Viscount Halifax seems to be the preferred choice by many in the party, as well as the crown, but he turns the down the role. The only other choice suitable to appease the opposition party is Churchill, though he is not popular. A short montage offers opinions on Churchill from a number of people. Among the criticisms we hear: He’s in love with the sound of his own voice; the only thing he cares about is himself; he’s delusional. Sounds like someone we know.

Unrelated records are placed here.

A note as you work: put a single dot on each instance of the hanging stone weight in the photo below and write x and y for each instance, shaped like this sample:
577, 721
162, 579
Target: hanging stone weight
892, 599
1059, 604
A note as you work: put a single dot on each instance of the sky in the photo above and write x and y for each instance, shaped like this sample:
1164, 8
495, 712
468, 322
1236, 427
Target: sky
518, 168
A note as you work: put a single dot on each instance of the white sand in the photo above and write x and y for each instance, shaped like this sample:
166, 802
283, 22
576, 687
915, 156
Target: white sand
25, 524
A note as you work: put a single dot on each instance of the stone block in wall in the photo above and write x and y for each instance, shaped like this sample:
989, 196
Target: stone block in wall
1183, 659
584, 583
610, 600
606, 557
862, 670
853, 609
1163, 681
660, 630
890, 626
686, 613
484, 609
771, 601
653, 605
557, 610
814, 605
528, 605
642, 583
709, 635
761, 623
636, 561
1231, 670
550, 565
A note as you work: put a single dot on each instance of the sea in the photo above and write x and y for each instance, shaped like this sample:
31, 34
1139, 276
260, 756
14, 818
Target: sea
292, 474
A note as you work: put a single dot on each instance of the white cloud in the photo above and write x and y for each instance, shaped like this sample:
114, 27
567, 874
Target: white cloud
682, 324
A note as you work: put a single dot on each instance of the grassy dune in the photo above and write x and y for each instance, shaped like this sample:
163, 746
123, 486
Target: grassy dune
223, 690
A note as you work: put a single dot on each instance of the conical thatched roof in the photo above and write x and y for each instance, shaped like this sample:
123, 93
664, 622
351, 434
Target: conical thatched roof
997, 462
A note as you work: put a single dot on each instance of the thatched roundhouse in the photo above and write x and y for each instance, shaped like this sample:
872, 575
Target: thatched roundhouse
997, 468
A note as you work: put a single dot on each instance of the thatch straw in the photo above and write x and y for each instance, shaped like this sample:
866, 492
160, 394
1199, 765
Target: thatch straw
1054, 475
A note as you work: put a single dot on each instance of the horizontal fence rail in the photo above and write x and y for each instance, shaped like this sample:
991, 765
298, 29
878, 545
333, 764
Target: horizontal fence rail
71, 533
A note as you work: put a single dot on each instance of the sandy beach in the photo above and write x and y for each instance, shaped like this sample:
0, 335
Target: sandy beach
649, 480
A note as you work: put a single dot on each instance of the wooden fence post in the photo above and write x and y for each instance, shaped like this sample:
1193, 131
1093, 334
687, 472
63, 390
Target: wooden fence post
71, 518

Brash and Confident: Darkest Hour, the latest film by Joe Wright (Atonement, Anna Karenina) tells the story of the early, crucial days of Churchill’s leadership, when he has to make the decision that shaped the future of the Western world; whether to give in to Hitler and enter peace talks, or fight back. The film comes to us at a time when there’s a crisis of global leadership, thanks in part to an American President who many would say is also delusional and in completely in love with himself. Obviously (obviously!) there is no comparing the two men. The film shows us that Churchill, however, can mitigate his flaws, leaning away from destructive outcomes, because of his wisdom. Darkest Hour is a story about the importance of intelligent leadership, communication and how, while words and statements can often be symbolic, those symbols carry actual meaning.

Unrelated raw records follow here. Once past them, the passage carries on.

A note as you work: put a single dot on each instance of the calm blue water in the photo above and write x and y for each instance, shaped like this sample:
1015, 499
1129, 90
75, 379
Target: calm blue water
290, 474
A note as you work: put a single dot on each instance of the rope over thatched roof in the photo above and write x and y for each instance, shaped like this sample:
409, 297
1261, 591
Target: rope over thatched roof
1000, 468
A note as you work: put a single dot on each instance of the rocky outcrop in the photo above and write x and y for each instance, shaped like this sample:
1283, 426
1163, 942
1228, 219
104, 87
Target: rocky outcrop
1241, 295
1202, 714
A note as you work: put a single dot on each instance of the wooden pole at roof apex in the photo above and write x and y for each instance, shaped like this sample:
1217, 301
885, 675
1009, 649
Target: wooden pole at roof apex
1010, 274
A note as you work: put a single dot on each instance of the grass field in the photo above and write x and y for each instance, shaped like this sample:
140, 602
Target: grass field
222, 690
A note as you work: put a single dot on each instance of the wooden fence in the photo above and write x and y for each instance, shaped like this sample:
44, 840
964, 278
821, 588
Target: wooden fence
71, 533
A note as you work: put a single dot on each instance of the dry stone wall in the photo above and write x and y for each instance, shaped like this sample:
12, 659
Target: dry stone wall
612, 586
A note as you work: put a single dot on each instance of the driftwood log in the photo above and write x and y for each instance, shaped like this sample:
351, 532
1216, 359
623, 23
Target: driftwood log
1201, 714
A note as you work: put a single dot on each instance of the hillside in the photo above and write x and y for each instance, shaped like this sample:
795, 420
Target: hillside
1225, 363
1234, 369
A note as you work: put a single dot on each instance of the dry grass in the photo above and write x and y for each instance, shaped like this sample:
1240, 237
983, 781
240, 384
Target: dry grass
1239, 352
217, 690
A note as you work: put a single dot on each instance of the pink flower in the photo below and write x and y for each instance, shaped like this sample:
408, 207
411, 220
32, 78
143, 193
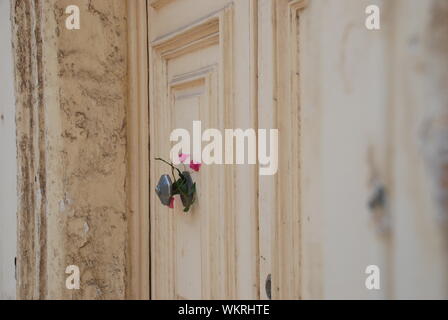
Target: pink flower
183, 157
195, 166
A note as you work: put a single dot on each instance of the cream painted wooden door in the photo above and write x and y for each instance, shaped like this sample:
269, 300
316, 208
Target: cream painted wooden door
202, 68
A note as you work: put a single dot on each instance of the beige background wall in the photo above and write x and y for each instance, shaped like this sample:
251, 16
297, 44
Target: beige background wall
8, 168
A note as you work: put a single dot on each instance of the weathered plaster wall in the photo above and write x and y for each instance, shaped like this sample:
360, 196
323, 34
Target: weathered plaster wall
8, 198
374, 113
72, 92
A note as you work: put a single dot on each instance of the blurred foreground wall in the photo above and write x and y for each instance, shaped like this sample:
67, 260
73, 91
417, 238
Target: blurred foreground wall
374, 149
375, 118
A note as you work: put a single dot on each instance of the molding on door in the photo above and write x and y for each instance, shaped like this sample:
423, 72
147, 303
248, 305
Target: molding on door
279, 107
213, 29
138, 151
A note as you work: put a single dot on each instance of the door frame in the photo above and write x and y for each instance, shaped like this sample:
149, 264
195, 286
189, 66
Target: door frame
138, 153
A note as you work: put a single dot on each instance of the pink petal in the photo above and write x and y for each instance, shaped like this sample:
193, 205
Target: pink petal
195, 166
183, 157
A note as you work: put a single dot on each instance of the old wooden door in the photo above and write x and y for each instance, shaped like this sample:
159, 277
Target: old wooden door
202, 68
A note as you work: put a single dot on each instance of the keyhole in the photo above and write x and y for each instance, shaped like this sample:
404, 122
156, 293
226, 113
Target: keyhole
268, 286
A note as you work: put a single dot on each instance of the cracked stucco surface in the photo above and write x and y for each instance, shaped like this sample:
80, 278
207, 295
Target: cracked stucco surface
71, 97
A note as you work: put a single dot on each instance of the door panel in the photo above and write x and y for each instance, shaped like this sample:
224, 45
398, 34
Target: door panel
193, 53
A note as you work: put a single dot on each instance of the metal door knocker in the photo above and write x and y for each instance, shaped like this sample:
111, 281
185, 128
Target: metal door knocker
184, 186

The movie features a series of conversations and arguments between Churchill and whomever he’s sitting across from at a given moment. It’s the type of movie that carries its dramatic weight in verbal barbs; powerful men trying to gain the upper hand with a perfectly worded point. This format gets a bit tiresome after a while, but two major aspects hold our attention. Visually, Wright and cinematographer Bruno Delbonnel bake the movie in a smoky, shadowy aesthetic. Much of the film takes place in Churchill and his war cabinet’s cramped, underground maze of offices, and the look and tone of the film successfully invoke a sense of both claustrophobia and uncertainty. The production design and costuming adds an extra layer of power and authenticity.

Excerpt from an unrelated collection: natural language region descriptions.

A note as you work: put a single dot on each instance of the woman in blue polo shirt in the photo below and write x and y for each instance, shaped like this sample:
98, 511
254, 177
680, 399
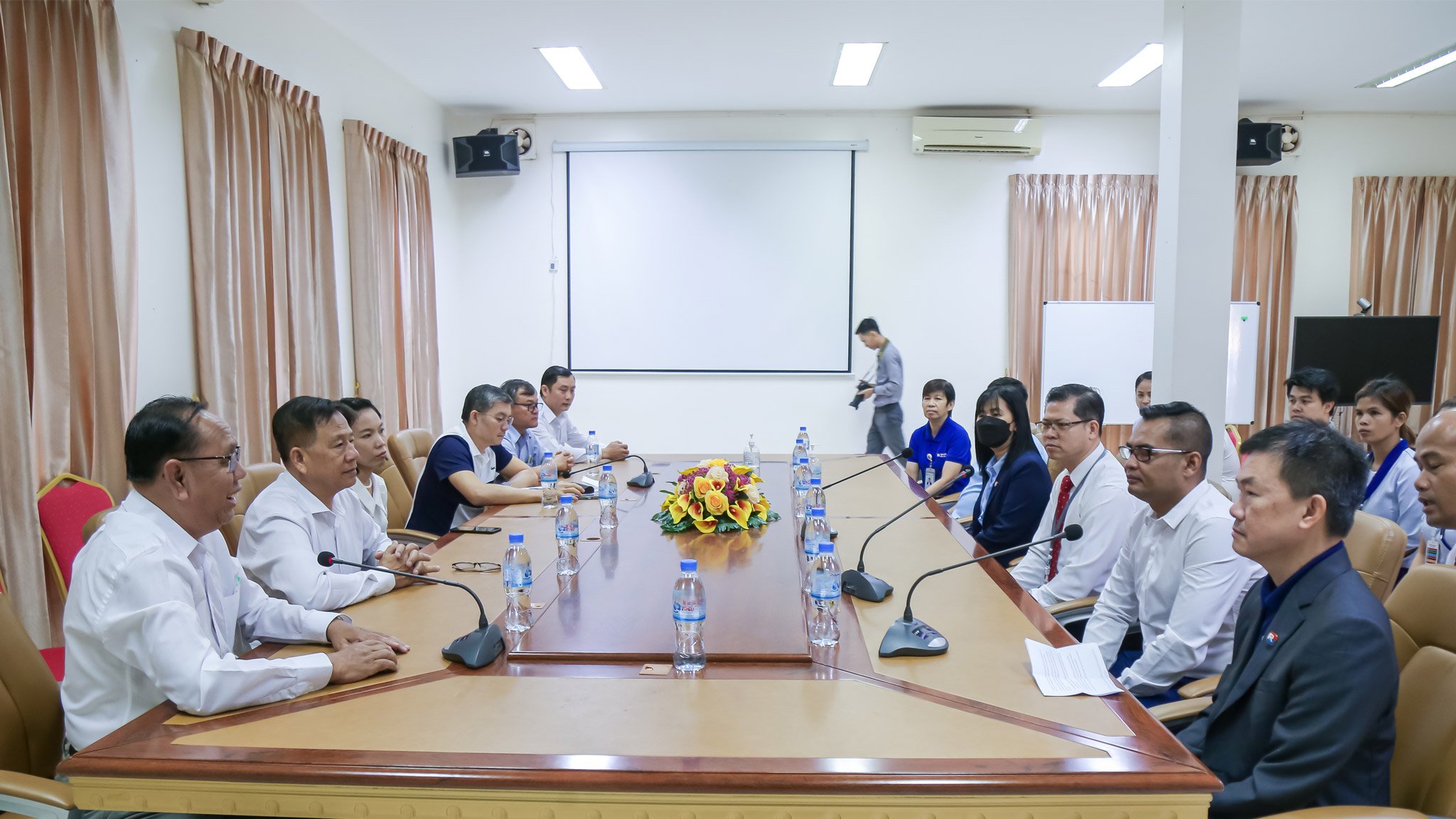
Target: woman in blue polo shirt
1015, 481
941, 448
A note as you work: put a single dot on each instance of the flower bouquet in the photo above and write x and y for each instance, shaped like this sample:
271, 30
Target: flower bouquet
715, 496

But the main and reason this all really works is Gary Oldman’s lead performance as Churchill. This is one of those overwhelming, towering performances that you’ll remember even if it’s not your preferred dramatic portrayal. Oldman simultaneously pulls off a convincing impersonation while also fully inhabiting a character, one with the weight of the world on his shoulders. Though Oldman is basically unrecognizable, he’s able to convincingly render the stress on Churchill, whether it’s through a tremble of the lips or a reversal of tone of voice. It’s the movie’s only memorable performance—Lily James as the typist, Kristin Scott Thomas as Churchill’s wife, Ben Mendelsohn as King George IV and Stephen Dillane as Halifax are all talented performers in their own right, and do hold their own, but this is as close to a one-man show as it gets. Oldman is certainly up to the task.
Moral Convictions: Churchill is one of history’s most recognized leaders, and his lasting lionization isn’t something that’s challenged at all by the film. There’s perhaps a bit too much of a rah-rah feel that, while not exactly morally compromising in this case, at times makes the movie a bit dull. There’s no question that the Nazis were worth fighting, and retreating and playing ball with them would have vastly shaped our world for the worse. But that successful battle did take millions of lives, all over the world. The nod that Darkest Hour gives to that cost is through a brief scene where Churchill sees a photo on his typist’s desk, which turns out to be her brother who is in France fighting. It’s a moment that shows Churchill also exhibits empathy and humanity in addition to his confidence and swagger. Otherwise, it seems like Churchill’s conviction comes from a place of patriotism and standing up to the concept of dictatorship. Those convictions are strong, and he’s able to use his charisma with words to convince his doubters to go along with him. It’s a good thing that Churchill held to those principles and decided to fight back. It’s better that those principles were agreeable. A charismatic, brash leader insisting he’s right can have disastrous impacts if he’s not.
Overall: Gary Oldman gives a powerful, memorable portrayal of Winston Churchill in a solidly crafted but relatively safe and predictable historical drama.